Help with a Helpline

A few weeks ago, I was poking around on the MTA website and I noticed that in addition to the online trip planner, there’s an 800 number to call if you need help while you’re out and about. I programmed it into my cell phone, figuring it would come in handy. Later in the week, I was sitting on a bench, waiting what seemed like ages for the bus to come, and I decided to call to double check the schedule. Instead of an operator, I got a computerized voice: “The number you have dialed cannot be reached from your calling area.”

At first I figured that’s just what I get for keeping my NYC phone number, but then I realized if they’re blocking out of town numbers from calling the helpline, they’re also blocking most tourists from getting transportation advice on their cell phones. So I decided to complain.
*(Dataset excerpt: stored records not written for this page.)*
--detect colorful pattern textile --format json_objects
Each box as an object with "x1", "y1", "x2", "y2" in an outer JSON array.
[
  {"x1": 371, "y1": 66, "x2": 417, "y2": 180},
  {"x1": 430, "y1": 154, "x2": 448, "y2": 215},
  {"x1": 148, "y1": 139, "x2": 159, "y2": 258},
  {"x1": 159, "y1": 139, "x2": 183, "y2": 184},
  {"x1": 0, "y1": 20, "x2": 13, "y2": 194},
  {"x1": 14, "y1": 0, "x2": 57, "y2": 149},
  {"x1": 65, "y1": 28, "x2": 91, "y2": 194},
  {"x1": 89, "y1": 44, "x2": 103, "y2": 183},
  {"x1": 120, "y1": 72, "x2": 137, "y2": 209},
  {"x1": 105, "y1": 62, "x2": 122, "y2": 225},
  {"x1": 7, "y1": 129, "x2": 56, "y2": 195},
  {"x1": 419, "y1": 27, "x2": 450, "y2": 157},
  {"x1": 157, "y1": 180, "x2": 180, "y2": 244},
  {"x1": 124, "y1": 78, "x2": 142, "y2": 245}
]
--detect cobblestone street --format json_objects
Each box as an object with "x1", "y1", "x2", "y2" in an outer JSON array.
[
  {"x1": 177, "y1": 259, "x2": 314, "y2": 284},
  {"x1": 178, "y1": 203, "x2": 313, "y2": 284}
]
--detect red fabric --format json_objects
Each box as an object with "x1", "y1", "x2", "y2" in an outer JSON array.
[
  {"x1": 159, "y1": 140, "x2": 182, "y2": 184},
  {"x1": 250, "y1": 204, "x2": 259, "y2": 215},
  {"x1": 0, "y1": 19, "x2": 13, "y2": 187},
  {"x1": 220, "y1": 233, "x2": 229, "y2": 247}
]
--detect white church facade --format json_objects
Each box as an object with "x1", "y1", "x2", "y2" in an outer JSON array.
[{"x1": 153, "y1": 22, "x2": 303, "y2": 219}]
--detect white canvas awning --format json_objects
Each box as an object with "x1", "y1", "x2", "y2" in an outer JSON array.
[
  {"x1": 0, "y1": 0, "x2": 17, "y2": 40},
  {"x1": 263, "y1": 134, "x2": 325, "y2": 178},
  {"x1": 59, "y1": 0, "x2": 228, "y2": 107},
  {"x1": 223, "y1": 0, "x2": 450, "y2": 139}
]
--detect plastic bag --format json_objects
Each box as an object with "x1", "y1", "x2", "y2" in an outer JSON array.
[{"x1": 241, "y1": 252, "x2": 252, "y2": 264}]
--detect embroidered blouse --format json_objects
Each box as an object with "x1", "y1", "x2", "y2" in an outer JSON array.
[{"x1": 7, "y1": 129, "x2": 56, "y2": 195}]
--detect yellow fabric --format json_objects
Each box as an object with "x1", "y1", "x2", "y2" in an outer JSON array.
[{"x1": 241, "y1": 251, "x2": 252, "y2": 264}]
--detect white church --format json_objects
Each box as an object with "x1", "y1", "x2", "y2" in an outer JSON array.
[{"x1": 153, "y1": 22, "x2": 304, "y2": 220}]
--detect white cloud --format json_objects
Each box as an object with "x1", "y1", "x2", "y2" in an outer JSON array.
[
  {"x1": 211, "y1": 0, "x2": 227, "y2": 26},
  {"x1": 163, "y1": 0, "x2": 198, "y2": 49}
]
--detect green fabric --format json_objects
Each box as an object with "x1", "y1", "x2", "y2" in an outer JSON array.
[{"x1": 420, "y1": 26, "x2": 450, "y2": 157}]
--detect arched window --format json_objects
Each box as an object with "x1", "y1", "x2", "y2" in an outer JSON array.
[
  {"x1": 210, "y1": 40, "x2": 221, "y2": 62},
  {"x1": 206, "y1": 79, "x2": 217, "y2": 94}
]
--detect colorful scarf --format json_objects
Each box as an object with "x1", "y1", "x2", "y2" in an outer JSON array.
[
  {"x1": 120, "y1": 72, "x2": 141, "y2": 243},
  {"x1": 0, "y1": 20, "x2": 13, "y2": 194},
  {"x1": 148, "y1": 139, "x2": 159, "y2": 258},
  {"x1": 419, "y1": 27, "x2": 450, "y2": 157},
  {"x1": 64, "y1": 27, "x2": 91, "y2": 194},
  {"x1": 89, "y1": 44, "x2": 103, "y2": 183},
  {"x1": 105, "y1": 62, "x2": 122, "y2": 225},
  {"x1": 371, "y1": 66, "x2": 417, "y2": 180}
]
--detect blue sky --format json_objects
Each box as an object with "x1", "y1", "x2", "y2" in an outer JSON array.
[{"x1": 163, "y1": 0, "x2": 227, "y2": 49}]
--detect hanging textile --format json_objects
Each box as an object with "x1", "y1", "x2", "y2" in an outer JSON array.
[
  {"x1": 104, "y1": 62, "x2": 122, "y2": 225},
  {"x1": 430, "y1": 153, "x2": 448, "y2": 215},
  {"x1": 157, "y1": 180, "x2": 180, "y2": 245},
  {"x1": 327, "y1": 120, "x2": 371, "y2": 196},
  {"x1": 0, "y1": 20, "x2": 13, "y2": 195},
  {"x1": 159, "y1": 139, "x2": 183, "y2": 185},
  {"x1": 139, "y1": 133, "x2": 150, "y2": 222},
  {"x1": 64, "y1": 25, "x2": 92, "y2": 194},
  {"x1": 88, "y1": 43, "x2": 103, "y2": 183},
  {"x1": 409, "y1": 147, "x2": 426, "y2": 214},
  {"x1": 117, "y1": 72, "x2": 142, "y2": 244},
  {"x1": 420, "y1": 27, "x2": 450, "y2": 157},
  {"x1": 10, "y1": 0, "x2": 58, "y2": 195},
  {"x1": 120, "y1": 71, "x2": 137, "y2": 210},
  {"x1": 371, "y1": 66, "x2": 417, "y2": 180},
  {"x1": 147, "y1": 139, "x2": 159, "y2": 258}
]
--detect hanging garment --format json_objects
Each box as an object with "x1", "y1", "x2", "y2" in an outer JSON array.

When I first wrote in asking the MTA about their policy, they responded that the helpline is only available within their service area. So I wrote back, and pointed out the whole not-helping-tourists angle. And what do you know, it worked! Their reply:

When calling from Los Angeles, Orange, San Bernardino and Ventura Counties, you may reach the Telephone Information Center at 1-800-COMMUTE. When calling from other areas and other area codes, you may reach the Center at 213-626-4455.

I just tested it out, and sure enough, this number works on my cell phone. Woohoo! The helpline hours are pretty limited (Monday-Friday 6:30am-7pm, Saturday & Sunday 8am – 4:30pm), but I usually avoid public transportation at night anyway for safety reasons. The MTA doesn’t promote the alternate helpline # on their website (at least, not that I saw), so if you have a non-LA area code and you ride the Metro, you might want to write it down.

3 Replies to “Help with a Helpline”

  1. This is classic. I was just in New York and ran into the same problem with an information hotline for the transit system. Maybe I should write to the NYC Transit Authority…

  2. Go for it! It seems like public transportation groups usually pride themselves on being tourist friendly, so it’s fun to point out when they’re doing the opposite.

  3. The MTA hotline is great! I fondly remember using it in my pre-car (and pre-web) days. You just give your starting point and your destination, and it gives you all the right buses to take, including times, fares, etc. A friend of mine, years ago, claimed to have gotten a route from L.A. to S.F. using only local bus lines! It supposedly took like 2-3 days and included some overnight bus-bench layovers, but it only cost $16! I’ve never confirmed this, but it always did make a good story.